The goal here is not to provide elaborate, enterprise-grade, battle-tested, cloud and AI-native, completely configurable and confoundingly complex classes for ETL. It's to give you some helpful functions that you can use to poke around in PDFs and get useful things out of them, often but not exclusively in the context of a Jupyter notebook.

Installation

Install it from PyPI (as paves) with pip or uv, preferably in a environment. That's all. If you want to play around in the source code you can use hatch or uv (your choice).

Quick start

To use it, I recommend importing playa and then abbreviating the PAVÉS modules like this:

import python
import paves.image as pi
import paves.tables as pt
import paves.text as px

The major use case (well, my major use case) for PAVÉS is looking at stuff in PDFs, generally in a Jupyter notebook. Basically pi.show renders pages to images, pi.box draws boxes around objects, and pi.mark highlights objects with semi-transparent colour. Images are PIL.Image.Image objects everywhere so you can, for example, crop them, save them, etc.
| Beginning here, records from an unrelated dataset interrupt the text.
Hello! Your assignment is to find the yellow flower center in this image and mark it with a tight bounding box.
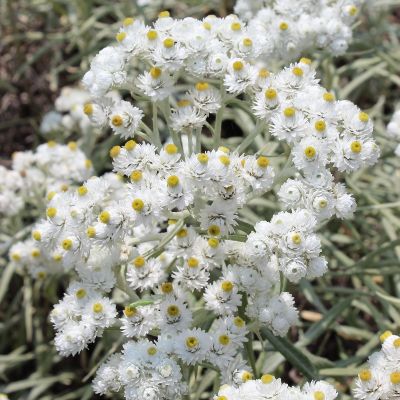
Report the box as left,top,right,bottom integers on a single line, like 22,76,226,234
46,207,57,218
257,156,269,168
218,335,231,346
167,175,179,187
115,32,126,42
350,140,362,153
242,371,253,382
124,140,136,151
358,369,372,382
258,68,269,78
261,374,275,385
86,226,96,238
75,288,86,299
186,336,199,349
232,61,244,71
163,38,175,49
218,155,231,167
195,82,209,92
187,257,199,268
111,115,124,126
161,282,174,294
165,143,178,155
133,256,146,268
110,146,121,158
279,22,289,31
233,317,246,328
283,107,296,118
124,306,137,318
176,228,187,239
76,186,88,196
132,199,144,211
304,146,317,159
150,67,162,79
93,303,103,314
146,29,158,40
99,211,110,224
314,119,326,132
167,305,181,317
62,239,72,251
292,67,304,77
379,331,393,343
265,88,278,100
221,281,233,293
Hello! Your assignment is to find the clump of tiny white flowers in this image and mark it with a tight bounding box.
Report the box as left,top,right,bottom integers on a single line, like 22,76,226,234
235,0,364,60
353,331,400,400
386,110,400,157
29,12,379,400
213,374,338,400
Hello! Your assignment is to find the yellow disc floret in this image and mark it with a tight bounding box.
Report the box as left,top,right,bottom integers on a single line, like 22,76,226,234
110,146,121,158
167,175,179,187
132,199,144,211
314,119,326,132
115,32,126,42
304,146,317,160
221,281,233,293
62,239,72,251
133,256,146,268
350,140,362,153
163,38,175,49
99,211,111,224
124,140,137,151
232,61,244,71
93,303,104,314
185,336,199,349
257,156,269,168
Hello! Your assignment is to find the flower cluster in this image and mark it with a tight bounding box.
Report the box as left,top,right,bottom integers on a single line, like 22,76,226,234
40,86,93,135
7,141,93,278
27,8,379,400
235,0,363,60
387,110,400,157
213,374,338,400
353,331,400,400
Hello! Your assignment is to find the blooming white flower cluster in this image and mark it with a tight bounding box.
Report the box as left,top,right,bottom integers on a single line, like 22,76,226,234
386,110,400,157
353,331,400,400
213,374,338,400
235,0,364,60
7,141,93,278
40,86,93,135
25,12,379,400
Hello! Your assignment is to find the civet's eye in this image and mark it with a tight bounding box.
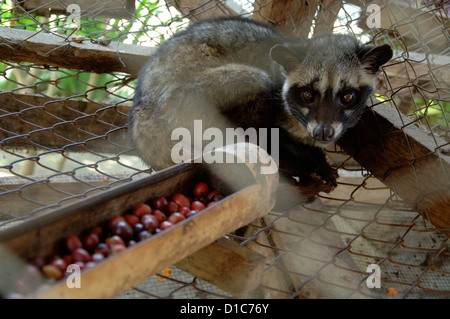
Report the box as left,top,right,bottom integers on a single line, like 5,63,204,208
341,92,356,106
302,90,314,103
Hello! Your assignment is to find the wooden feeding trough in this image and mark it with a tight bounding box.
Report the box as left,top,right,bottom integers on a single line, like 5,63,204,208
0,144,278,298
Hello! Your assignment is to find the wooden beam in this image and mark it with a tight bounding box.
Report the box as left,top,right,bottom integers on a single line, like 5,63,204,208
253,0,319,37
175,237,265,298
0,27,154,75
166,0,236,21
0,92,132,154
338,104,450,235
314,0,343,35
13,0,136,19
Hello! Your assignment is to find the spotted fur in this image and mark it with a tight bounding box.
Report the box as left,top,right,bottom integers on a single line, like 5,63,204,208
129,18,392,188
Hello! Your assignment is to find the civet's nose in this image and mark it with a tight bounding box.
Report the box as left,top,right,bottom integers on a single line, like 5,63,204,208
313,124,334,142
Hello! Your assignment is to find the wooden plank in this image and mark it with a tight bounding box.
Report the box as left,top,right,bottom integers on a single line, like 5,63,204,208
175,237,265,298
314,0,343,35
0,27,154,75
0,145,278,298
253,0,319,37
13,0,135,19
166,0,236,21
338,104,450,234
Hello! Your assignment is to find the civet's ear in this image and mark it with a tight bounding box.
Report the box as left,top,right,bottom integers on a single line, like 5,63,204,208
356,44,394,74
270,44,304,73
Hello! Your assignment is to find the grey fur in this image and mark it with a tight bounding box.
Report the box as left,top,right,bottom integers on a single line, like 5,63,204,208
129,18,392,188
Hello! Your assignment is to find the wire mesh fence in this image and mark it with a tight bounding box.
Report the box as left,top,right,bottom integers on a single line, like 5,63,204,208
0,0,450,298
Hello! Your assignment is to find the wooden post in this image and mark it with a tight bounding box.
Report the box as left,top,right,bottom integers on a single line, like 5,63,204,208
253,0,318,37
0,28,155,75
338,104,450,235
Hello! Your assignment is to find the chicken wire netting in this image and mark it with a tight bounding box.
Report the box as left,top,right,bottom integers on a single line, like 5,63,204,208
0,0,450,298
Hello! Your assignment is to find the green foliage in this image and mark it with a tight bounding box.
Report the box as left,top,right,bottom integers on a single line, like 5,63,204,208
0,0,183,102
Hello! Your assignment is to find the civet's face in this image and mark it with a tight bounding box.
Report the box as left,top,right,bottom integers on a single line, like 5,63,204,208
271,34,392,146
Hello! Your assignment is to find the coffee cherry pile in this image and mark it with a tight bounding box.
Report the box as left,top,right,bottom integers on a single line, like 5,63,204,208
3,182,224,298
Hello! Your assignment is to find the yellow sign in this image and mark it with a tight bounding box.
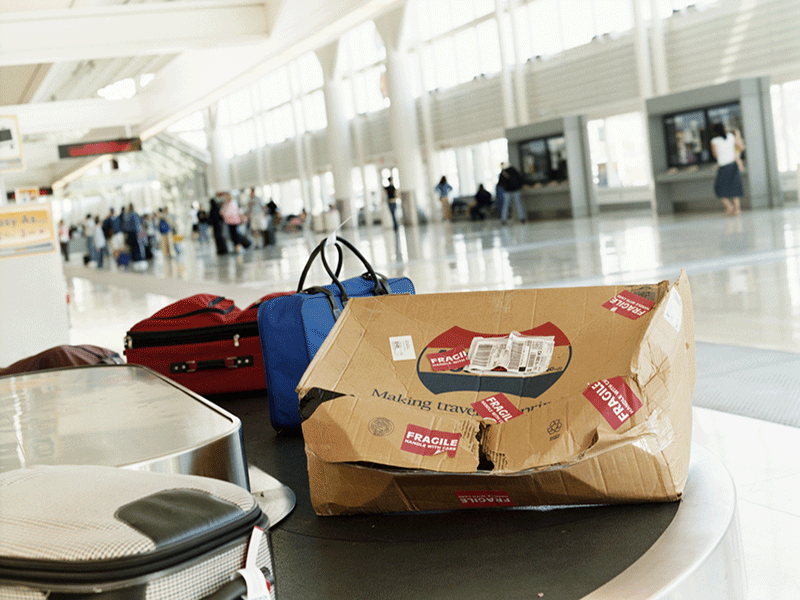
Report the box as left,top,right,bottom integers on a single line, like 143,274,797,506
0,204,58,258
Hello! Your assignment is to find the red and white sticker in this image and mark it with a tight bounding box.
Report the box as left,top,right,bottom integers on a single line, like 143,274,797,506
603,290,655,321
400,423,461,458
583,377,642,430
428,347,469,371
472,392,522,423
456,490,514,508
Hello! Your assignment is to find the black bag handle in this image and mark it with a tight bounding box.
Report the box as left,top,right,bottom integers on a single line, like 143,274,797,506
297,240,344,294
317,236,389,307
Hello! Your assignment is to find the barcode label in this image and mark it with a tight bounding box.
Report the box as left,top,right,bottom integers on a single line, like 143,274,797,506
389,335,417,360
466,332,555,376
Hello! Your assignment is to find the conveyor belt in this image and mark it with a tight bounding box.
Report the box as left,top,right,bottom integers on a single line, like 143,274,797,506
213,398,745,600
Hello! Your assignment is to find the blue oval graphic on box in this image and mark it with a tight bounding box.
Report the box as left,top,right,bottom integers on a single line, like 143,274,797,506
417,322,572,398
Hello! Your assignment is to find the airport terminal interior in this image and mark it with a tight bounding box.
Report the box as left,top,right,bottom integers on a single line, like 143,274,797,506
0,0,800,600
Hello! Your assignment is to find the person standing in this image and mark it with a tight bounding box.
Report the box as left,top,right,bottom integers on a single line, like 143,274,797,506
122,202,145,263
383,177,400,231
58,219,70,262
435,175,453,221
220,193,252,254
497,163,525,225
83,213,97,265
93,217,108,269
469,184,492,221
711,123,744,215
208,194,228,256
158,207,175,258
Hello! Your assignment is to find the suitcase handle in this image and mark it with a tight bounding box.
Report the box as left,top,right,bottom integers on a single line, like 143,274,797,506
201,567,275,600
169,356,255,374
297,240,344,294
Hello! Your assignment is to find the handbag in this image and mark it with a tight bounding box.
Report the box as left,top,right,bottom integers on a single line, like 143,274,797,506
258,236,414,431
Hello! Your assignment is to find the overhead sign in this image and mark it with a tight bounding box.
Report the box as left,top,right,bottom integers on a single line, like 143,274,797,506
0,115,22,171
58,138,142,158
0,203,58,259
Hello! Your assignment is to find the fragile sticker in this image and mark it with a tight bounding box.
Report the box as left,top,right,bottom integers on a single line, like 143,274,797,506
428,347,469,371
472,393,522,423
456,490,514,508
583,377,642,430
400,423,461,458
389,335,417,360
664,288,683,331
603,290,655,321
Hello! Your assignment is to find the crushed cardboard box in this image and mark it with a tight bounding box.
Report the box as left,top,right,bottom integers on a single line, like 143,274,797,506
298,272,695,515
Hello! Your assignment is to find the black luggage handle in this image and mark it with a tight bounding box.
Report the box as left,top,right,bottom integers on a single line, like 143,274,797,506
169,355,255,374
297,239,344,294
317,236,389,307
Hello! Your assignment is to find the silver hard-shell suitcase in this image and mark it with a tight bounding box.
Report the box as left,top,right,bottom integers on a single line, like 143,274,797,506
0,466,275,600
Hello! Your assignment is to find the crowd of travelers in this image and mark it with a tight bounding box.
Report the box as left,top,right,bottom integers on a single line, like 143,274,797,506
58,188,306,268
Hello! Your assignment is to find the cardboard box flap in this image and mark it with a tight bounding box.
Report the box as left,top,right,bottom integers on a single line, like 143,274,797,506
303,396,481,472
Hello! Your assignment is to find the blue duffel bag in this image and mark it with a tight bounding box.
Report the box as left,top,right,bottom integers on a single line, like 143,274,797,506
258,236,414,431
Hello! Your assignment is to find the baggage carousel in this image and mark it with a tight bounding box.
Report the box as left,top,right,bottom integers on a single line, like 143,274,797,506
211,397,746,600
0,365,746,600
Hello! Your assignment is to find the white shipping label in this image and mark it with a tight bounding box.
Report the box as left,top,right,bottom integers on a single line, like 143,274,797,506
466,332,555,377
664,288,683,331
389,335,417,360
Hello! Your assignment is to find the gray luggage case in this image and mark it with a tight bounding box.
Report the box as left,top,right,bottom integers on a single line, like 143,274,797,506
0,466,275,600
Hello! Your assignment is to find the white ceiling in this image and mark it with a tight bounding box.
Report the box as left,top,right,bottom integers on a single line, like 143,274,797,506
0,0,403,190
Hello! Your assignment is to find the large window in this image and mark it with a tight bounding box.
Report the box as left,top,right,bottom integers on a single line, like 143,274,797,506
768,81,800,172
588,112,650,188
167,111,208,150
338,21,390,120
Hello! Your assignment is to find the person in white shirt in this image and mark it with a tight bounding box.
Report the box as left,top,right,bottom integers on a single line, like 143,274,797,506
92,217,108,269
711,123,744,215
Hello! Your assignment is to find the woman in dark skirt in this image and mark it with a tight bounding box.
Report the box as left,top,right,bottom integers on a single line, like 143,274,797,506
711,123,744,215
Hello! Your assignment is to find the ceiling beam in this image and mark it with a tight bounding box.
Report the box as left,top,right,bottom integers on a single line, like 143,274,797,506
3,98,142,136
0,0,274,66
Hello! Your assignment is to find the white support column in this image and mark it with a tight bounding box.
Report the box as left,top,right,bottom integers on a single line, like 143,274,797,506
508,0,530,125
205,104,231,194
494,0,517,128
416,45,441,221
288,61,314,218
316,40,358,229
456,146,468,196
471,144,494,193
631,0,653,102
375,4,424,225
650,0,669,96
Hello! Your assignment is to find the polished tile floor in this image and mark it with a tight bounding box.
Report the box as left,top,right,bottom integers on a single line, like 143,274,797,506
65,204,800,600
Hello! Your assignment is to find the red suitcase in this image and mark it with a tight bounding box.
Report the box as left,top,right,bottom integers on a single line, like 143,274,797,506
125,292,292,395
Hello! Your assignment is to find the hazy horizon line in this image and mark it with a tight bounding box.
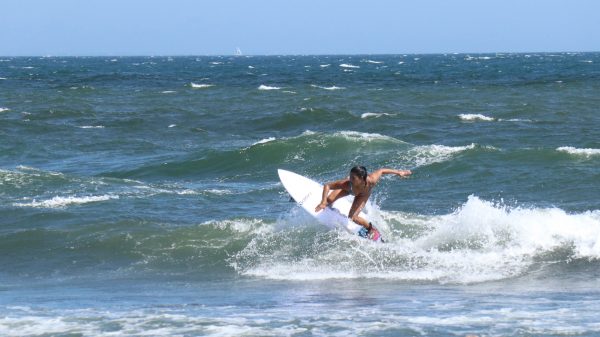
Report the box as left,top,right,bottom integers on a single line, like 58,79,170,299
0,50,600,58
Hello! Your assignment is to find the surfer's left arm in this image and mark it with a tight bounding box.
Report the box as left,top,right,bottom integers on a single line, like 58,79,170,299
371,168,412,181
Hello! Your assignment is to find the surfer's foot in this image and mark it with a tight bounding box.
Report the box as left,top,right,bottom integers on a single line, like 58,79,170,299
358,222,380,240
358,227,369,238
367,222,381,241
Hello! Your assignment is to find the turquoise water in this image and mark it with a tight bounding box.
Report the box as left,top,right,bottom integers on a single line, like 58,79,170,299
0,53,600,336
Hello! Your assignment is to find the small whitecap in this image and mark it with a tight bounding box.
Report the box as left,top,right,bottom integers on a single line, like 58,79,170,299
458,114,495,122
258,84,281,90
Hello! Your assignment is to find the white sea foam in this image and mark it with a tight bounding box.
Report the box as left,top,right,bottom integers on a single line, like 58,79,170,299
190,82,215,89
556,146,600,157
458,114,496,122
334,131,402,143
252,137,276,146
13,195,119,208
310,84,346,90
232,196,600,283
258,84,281,90
78,125,104,129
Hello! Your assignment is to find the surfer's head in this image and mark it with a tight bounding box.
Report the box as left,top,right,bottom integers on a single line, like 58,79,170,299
350,166,368,183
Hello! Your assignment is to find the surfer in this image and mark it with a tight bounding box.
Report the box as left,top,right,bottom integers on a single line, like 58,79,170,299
315,166,412,237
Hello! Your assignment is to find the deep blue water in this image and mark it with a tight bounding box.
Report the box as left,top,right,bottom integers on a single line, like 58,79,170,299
0,53,600,336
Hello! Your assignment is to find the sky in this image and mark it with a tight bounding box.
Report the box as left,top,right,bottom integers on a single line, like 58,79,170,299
0,0,600,56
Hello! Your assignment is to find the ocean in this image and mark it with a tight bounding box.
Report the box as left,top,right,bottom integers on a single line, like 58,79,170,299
0,53,600,336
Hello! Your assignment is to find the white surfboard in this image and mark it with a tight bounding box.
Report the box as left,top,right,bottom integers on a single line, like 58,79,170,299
277,169,382,239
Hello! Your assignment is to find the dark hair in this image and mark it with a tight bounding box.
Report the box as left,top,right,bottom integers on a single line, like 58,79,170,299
350,166,368,182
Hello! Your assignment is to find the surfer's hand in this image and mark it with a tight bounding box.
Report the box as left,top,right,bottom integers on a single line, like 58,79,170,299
315,203,327,213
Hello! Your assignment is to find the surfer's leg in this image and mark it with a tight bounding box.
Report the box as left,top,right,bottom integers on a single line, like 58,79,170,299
348,197,371,229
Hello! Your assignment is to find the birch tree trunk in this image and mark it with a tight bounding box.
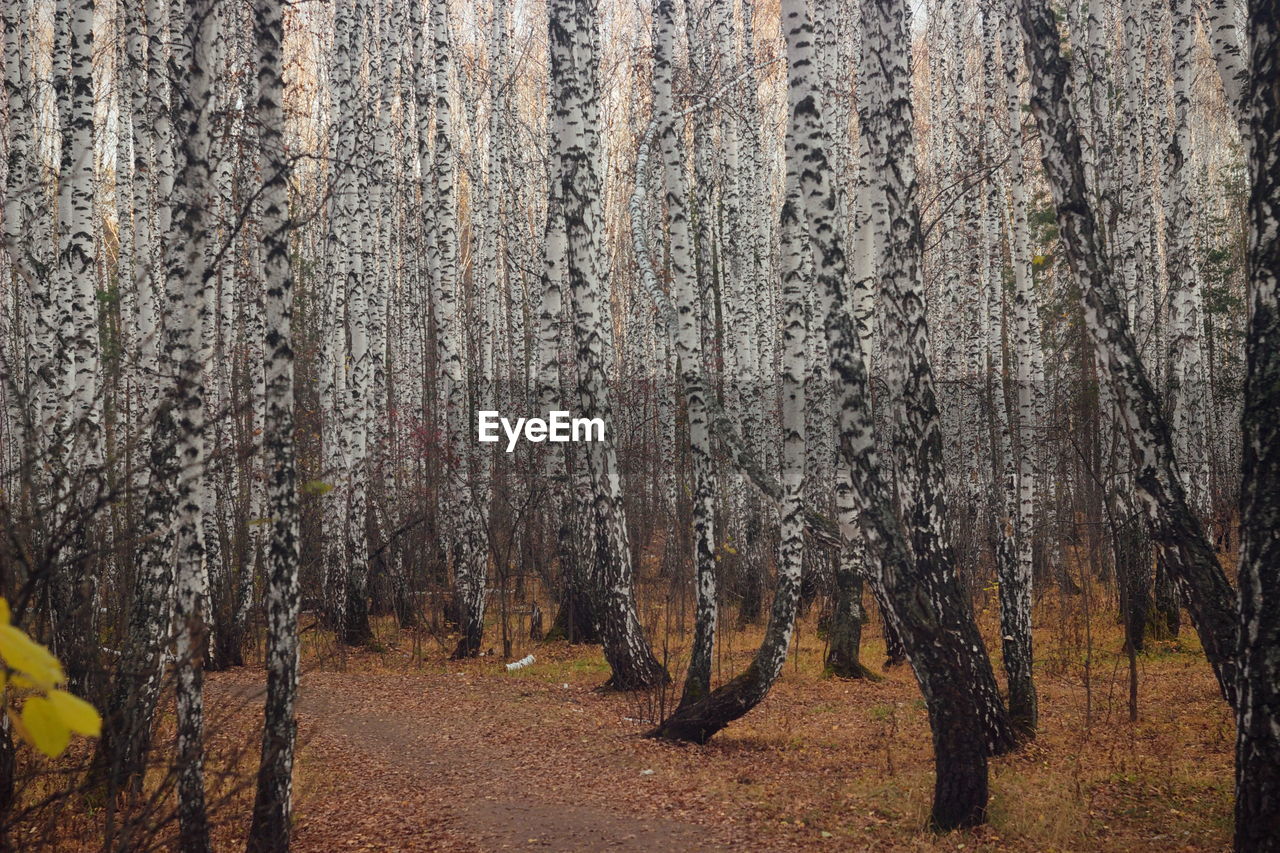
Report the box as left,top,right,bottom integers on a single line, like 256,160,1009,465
863,0,1016,754
164,0,215,853
548,0,668,689
1235,0,1280,852
248,0,298,853
1019,0,1236,707
653,0,716,704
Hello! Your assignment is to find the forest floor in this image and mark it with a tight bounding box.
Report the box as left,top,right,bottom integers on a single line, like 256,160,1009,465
185,591,1234,852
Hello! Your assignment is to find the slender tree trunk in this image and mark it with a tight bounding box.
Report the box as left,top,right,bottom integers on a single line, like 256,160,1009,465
248,0,298,853
164,0,215,853
1020,0,1238,707
548,0,668,689
1235,0,1280,852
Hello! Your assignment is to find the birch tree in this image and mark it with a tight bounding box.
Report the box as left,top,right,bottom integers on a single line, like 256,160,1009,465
248,0,298,853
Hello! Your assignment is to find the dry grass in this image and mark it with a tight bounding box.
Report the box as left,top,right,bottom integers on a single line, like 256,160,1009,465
7,578,1234,850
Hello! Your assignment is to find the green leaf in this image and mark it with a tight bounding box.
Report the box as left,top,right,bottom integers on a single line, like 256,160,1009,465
22,695,72,758
49,690,102,738
0,625,64,690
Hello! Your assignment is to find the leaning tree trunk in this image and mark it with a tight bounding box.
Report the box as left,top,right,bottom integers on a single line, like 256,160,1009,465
650,81,808,743
1235,0,1280,850
653,0,716,704
248,0,298,853
654,0,987,829
863,0,1018,754
798,0,989,829
1020,0,1238,707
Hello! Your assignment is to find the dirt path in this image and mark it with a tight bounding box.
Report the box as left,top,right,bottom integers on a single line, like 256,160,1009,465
289,672,722,852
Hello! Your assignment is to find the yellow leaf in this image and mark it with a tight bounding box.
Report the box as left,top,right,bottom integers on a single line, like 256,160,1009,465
0,625,63,690
49,690,102,738
22,695,72,758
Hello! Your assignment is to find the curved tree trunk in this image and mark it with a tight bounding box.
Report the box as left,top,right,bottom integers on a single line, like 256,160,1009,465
1019,0,1238,707
1235,0,1280,852
248,0,298,835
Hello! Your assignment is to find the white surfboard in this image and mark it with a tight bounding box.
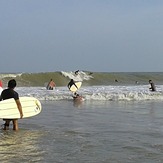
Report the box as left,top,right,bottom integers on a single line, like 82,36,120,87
0,97,42,119
69,82,82,92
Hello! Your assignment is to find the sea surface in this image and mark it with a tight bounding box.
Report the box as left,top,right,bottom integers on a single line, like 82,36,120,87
0,71,163,163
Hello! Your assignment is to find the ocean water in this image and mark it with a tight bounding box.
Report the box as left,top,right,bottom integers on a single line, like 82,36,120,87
0,73,163,163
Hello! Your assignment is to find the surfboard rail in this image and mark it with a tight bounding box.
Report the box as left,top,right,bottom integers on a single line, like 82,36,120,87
0,97,42,119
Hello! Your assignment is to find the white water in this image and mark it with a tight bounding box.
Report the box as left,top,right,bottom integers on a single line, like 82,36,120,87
15,85,163,101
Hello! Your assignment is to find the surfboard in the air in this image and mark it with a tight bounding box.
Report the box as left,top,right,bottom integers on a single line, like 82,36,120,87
69,82,82,92
0,97,42,119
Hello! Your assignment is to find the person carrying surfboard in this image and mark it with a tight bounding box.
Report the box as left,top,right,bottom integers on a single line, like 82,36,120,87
0,79,23,130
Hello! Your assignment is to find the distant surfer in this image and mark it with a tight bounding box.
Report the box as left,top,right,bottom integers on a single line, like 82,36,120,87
0,79,23,130
115,79,118,83
149,80,156,91
47,79,56,90
73,92,83,101
67,79,78,89
75,70,79,75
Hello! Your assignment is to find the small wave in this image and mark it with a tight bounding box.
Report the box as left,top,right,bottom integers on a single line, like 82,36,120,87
16,85,163,101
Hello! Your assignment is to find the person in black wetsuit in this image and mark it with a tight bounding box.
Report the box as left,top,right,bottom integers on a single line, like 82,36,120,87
149,80,156,91
0,79,23,130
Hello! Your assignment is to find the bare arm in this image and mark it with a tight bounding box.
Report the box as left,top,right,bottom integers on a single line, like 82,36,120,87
16,99,23,118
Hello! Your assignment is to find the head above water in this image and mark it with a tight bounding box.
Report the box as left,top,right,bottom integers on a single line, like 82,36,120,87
8,79,16,89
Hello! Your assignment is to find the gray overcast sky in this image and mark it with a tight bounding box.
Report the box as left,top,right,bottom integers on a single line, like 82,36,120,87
0,0,163,73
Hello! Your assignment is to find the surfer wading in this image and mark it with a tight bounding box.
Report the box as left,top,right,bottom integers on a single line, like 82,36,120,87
0,79,23,131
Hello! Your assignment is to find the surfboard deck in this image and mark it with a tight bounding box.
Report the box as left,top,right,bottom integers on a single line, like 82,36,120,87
0,97,42,119
69,82,82,92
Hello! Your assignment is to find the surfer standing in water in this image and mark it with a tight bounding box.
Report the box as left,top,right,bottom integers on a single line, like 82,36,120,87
0,79,23,131
67,79,78,89
47,79,56,90
149,80,156,91
73,92,83,101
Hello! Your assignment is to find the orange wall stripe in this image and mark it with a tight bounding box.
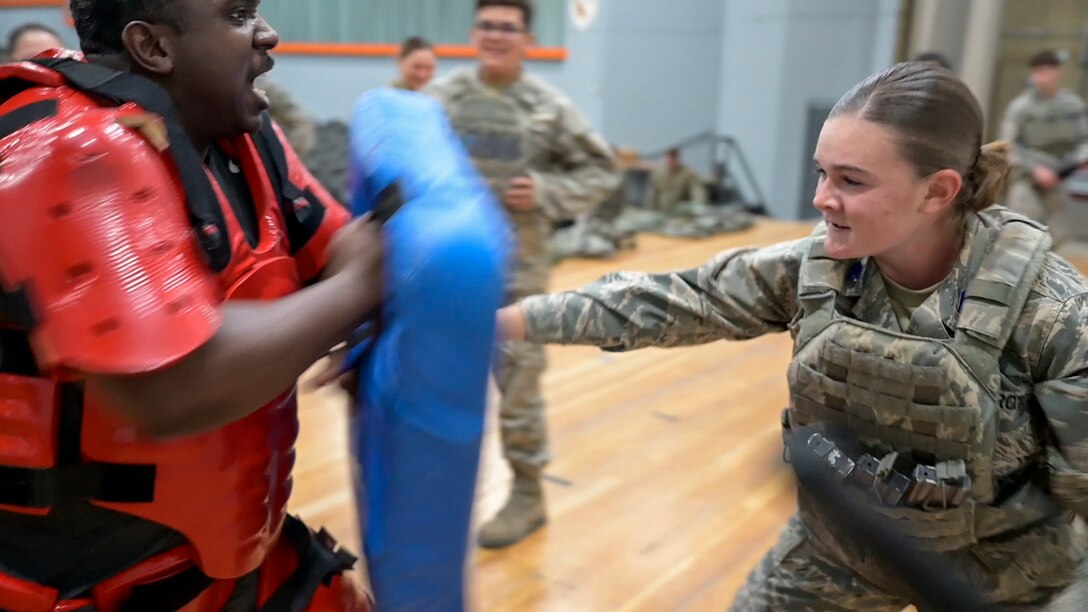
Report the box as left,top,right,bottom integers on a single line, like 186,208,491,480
273,42,568,62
pdf = playa.open("awesome-document.pdf")
page = pdf.pages[0]
image = pi.show(page)
image_with_text_objects = pi.box(page.texts)
image_with_marked_content = pi.box(page.structure)
image_with_highlighted_images = pi.mark(page.images)

Another use case is to extract words and lines of text, with associated styling and graphics state. So for instance you could look at text with associated fonts:

pi.show(px.words(page), label=px.textfont)

It can also detect tables. Contrary to the current zeitgeist, PAVÉS always tries to do everything the simplest and most efficient way, taking advantage of explicit structure when possible (yes, PDFs can have explicit structure). This will fall back to Deep Learning if there isn't any such structure, and if you have the necessary PyTorch and HuggingFace junk installed.

Once you've found these tables you can... do stuff with them. More on this soon.

License

PAVÉS is distributed under the terms of the MIT license.